Kitle imha silahlarının konvansiyonel silahlara göre tahrip gücü çok daha yüksek. Sadece bir uçaktan atılan bir nükleer bombanın yol açtığı tahribat 1000’den fazla uçağın günlerce süren bombardımanın ardından yol açtığı zararla karşılaştırılamayacak kadar büyük. Peki devletler niçin nükleer silaha sahip olmak ister? Prof. Dr. Ferhat Pirinççi’ye göre; “Nükleer silahlar her ne kadar ilk aşamada salt güvenlikle ilgili bir olgu olarak görülse de bu silahların güvenliği aşan bir boyutu bulunmakta. Nükleer silah arayışındaki bir ülke için dış politika hedeflerinin gerçekleştirilmesini kolaylaştırmak, ulusun gücünü ve prestijini artırmak gibi siyasal amaçların ötesinde, caydırıcılık da önemli bir faktör konumunda.”
Silahsızlanma Çabaları [Silahlanmanın Sınırlandırılması]
Silahsızlanma silahların yok olması anlamına gelse de [ütopik kabul edilmesi nedeniyle] özellikle gerçekçi okulda silahlanmanın sınırlandırılması manasında okunmakta… Nitekim tarihsel süreçte konvansiyonel silahlara nazaran kitle imha silahlarına yönelik silahsızlanma faaliyetlerinde daha ileri adımlar atıldı. Nükleer silahsızlanmaya yönelik ikili girişimler en fazla nükleer kapasiteye sahip olan ABD ile SSCB arasında gerçekleştirildi. Bu çerçevede 1972 yılında Stratejik Silahların Sınırlandırılması Antlaşması [START-I] ile başlayan çalışmalar 2010 yılında imzalanan Yeni Stratejik Silahların Azaltılması [Yeni START] ile son buldu. Bu antlaşmanın 2021 tarihinde taraf devletler ABD ve Rusya tarafından yenilenmesi beklenmekte fakat Yeni START antlaşması taraf nükleer güçlerin arasında ihtilafa neden olmakta.
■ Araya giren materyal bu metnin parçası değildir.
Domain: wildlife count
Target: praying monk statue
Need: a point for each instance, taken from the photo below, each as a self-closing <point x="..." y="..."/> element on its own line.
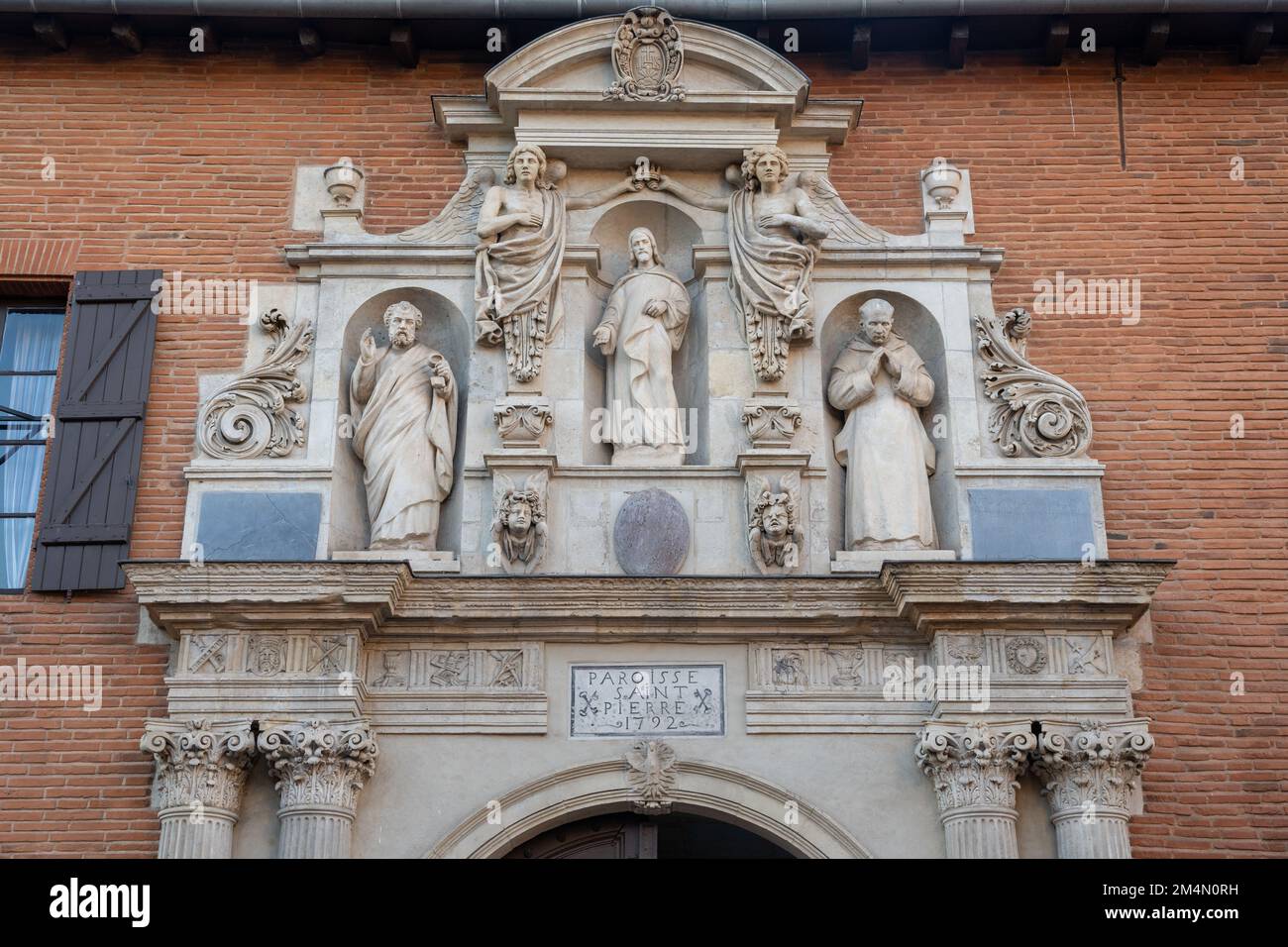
<point x="403" y="401"/>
The Guardian’a göre; “ABD ve Rusya’nın söz konusu antlaşma konusunda çıkmaza girmiş durumda. Her iki taraf da iki ülkenin nükleer başlıklarını 1550’ye, başta balistik füzeler olmak üzere gönderme araçlarını 700’e inmesini kabul ettiği 2010 yılında yenilenen Yeni START konusunda ortak bir zemin bulmakta zorlanmakta. ABD antlaşmayı Çin’i içerecek ve yeni tür silahları da kapsayacak şekilde genişletmek isterken, Rusya antlaşmanın herhangi bir koşul olmaksızın beş yıl uzatılmasını istiyor.”
Bunun yanında nükleer silahların yasaklanması ile ilgili bir diğer önemli gelişme de 1970’te yürürlüğe giren ve 1995’ten sonra süresiz hale getirilen Nükleer Silahların Yayılmasının Önlenmesi [NPT] Antlaşması oldu. Antlaşma ile ABD, Rusya, Çin, İngiltere ve Fransa’nın nükleer silaha sahip olduğunu tescil eden imzacı devletler nükleer silaha sahip olmamayı ve buna yönelik faaliyetlerde bulunmamayı taahhüt etmiş konumda.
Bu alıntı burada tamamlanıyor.